熱処理は鋼の性質を変える技術だ。同じ化学組成の材料でも、加熱・保持・冷却の条件によって硬さ・強度・靱性・加工性が大幅に変化する。なぜ温度と冷却速度が材料の性質を決めるのか。その答えは鉄の同素変態と炭素の拡散速度、そして結晶変態の熱力学にある。操作の手順を覚えるより先に「何のために何が起きているのか」を理解することが、熱処理設計の判断力につながる。


オーステナイト化とは何か:熱処理の起点

ほぼすべての熱処理操作は、まず鋼をA3点(亜共析鋼)またはA1点(共析・過共析鋼)以上に加熱してオーステナイト(γ鉄、FCC構造)に変態させることから始まる。
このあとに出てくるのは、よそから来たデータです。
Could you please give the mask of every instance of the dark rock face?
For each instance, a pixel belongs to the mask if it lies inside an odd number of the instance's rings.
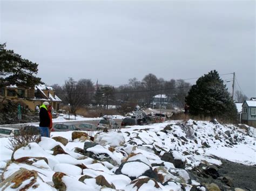
[[[175,159],[172,152],[165,153],[161,158],[161,160],[172,163],[176,168],[185,169],[186,166],[186,161]]]
[[[100,185],[102,186],[105,186],[107,188],[110,188],[112,189],[116,189],[116,187],[113,183],[110,184],[106,180],[104,176],[102,175],[99,175],[98,176],[95,178],[96,180],[96,183],[98,185]]]
[[[59,145],[55,146],[53,148],[52,148],[52,151],[53,151],[53,153],[52,155],[57,155],[60,154],[68,154],[66,152],[64,151],[63,148],[59,146]]]
[[[133,163],[133,162],[141,162],[142,165],[146,165],[149,167],[149,169],[146,170],[146,171],[142,172],[142,174],[138,174],[137,176],[131,176],[131,175],[129,175],[129,174],[125,174],[123,173],[122,173],[122,169],[124,167],[124,166],[125,166],[126,164],[128,163]],[[136,165],[135,165],[137,166]],[[136,171],[136,169],[131,169],[131,171]],[[157,176],[157,174],[156,173],[156,172],[154,172],[152,168],[152,167],[149,165],[147,165],[146,164],[142,162],[140,160],[136,160],[134,161],[128,161],[128,162],[123,162],[121,165],[120,165],[119,167],[117,169],[116,172],[114,172],[114,174],[124,174],[127,176],[129,176],[131,180],[133,180],[137,178],[138,176],[148,176],[149,178],[151,178],[152,179],[154,179],[154,180],[158,180],[158,176]]]
[[[154,180],[151,179],[150,178],[144,178],[143,179],[136,179],[131,182],[131,184],[134,183],[134,185],[133,187],[137,187],[137,190],[139,189],[139,188],[142,187],[142,186],[144,183],[147,183],[147,182],[150,180],[152,180],[154,182],[154,187],[156,188],[160,188],[159,185],[157,183],[157,182]]]
[[[171,127],[171,125],[168,125],[165,126],[165,128],[164,128],[164,130],[169,130],[171,131],[172,130],[172,128]]]
[[[214,165],[207,166],[204,171],[205,174],[210,175],[214,179],[220,176],[218,172],[218,168]]]
[[[87,151],[86,150],[89,148],[93,147],[97,145],[98,145],[98,144],[91,142],[85,142],[84,145],[84,155],[89,157],[95,158],[95,157],[93,157],[94,153],[90,151]]]
[[[84,175],[82,176],[81,176],[79,179],[79,181],[80,181],[80,182],[82,182],[83,183],[84,183],[84,180],[85,179],[92,179],[93,178],[91,176],[89,176],[88,175]]]
[[[69,143],[69,140],[67,139],[60,136],[52,137],[52,139],[55,140],[56,142],[62,143],[64,146],[66,146]]]
[[[66,174],[62,172],[56,172],[52,176],[52,181],[54,186],[59,191],[65,191],[66,190],[66,186],[62,181],[62,178],[66,175]]]
[[[10,186],[10,188],[19,190],[26,190],[34,188],[38,178],[38,173],[35,171],[29,171],[24,168],[15,172],[0,183],[1,190]]]
[[[45,157],[25,157],[14,160],[14,161],[19,163],[25,163],[28,165],[32,165],[33,163],[36,162],[40,160],[44,160],[45,162],[48,164],[48,160]]]
[[[227,135],[227,136],[228,137],[231,137],[231,133],[230,132],[230,131],[226,131],[225,132],[224,132],[225,134],[226,134],[226,135]]]
[[[84,154],[84,150],[83,148],[80,148],[80,147],[75,147],[73,148],[73,151],[74,151],[75,152],[76,152],[77,153]]]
これをオーステナイト化という。

オーステナイト化が熱処理の起点となる理由は二つある。第一に、FCC構造のオーステナイトは炭素の固溶限が最大2.14質量%と大きく、炭素を均一に固溶させた単一相組織を作れる。第二に、オーステナイトを冷却する速度を変えることで、変態後の組織を広い範囲でコントロールできる。冷却速度という一つの操作変数が組織を決定するという構造が、熱処理の多様性を生む根拠だ。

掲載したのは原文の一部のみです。